Joachim Mogarra, Les chefs-d'œuvre de l'art, 1985, Le Pont Neuf enveloppé, 128,7 x 99,8 cm, Richard Long domestique, 129 x 97,6 cm, Spiral Jetty, 100 X 150 cm - La montagne Sainte-Victoire, 111 x 145 cm, Paysage métaphysique.

Dans les photos de Mogarra, texte et image vont ensemble pour montrer quelque chose qui est hors de vue. Baldessari se demandait : "Si une installation de Richard Long était dérobée pierre par pierre à quel moment sera-t-elle volée ?" et Mogarra s'interroge : "Combien de pommes de terre faut-il pour parler d'un Richard Long ?"

Jeff Wall, The Destroyed Room, 1978, caisson lumineux, 159 x 234 cm

Eugène Delacroix, La mort de Sardanapale, 1827, 392 x 496 cm

"Quand j'ai fait "Destoyed Room", j'ai travaillé en pensant au design des vitrines de magasins de vêtements et de mobilier. Je pense à elles comme à des "tableaux morts" en opposition aux "tableaux vivants". À cette époque, les vitrines étaient devenues très violentes, principalement à cause de l'influence du phénomène punk qui avait pénétré rapidement toute la culture économique. " Jeff Wall

Le "tableau mort" est vidé de ses personnages. Vitrine de magasin comme tableau mort. Elle et il sont construits, agencés dans un espace. Le tableau mort est un tableau d'objets. Tableau d'objets réels disposés dans un espace fait pour ça (un cube ou simili chambre). On en voit les étais, l'arrière du décor. C'est bien un décor, tissus, costumes, bijoux, chaussures, accessoires. À la renverse, bousculé, un saccage dans des affaires de femmes. Archéologie du frivole. 

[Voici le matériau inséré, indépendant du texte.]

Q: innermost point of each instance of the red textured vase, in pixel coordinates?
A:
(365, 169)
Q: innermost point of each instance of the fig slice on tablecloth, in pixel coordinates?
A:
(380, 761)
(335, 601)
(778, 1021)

Robert Filliou, La Joconde est dans les escaliers, 1969

Léonard de Vinci, La Joconde, 1505-1516
On pourrait penser qu'entre le tableau de la Joconde et une serpillère dans un seau avec son balai, la distance sémantique est énorme. C'est à dire qu'ensemble ils jurent, ils paraissent hétéroclites. C'est oublier que La Joconde nous apparaît presque toujours par le biais de sa reproduction, d'une multitude d'images qui lui ressemblent. Images devenues banales, carte postales détournées, image dans un smartphone, enseigne, tasse à café ; bref, banale et utile comme un mot. 
Maria Konstantinova, KMMK (Kasemir Malevich and Maria Konstantinova), 1989 - Kasimir Malevitch, Carré noir, 1915 - Kasimir Malevitch sur son lit de mort

Robert Filliou, Poussière de Poussière de l'effet Corrège (Le Mariage mystique) et Poussière de Poussière de l'effet Otto Dix (Portrait de journaliste Sylvia von Hagen), 1977

Au Louvre et au Moma, Robert Filliou a épousseté les œuvres des vieux maîtres : Leonardo, Hals, Klee, Duchamp… Il a mis chaque essuie-meuble et une photo de chaque action dans un carton. Cette série de cartons a paru comme multiple. 

Voilà comment on passe du désordre de Jeff Wall au ménage de Filliou.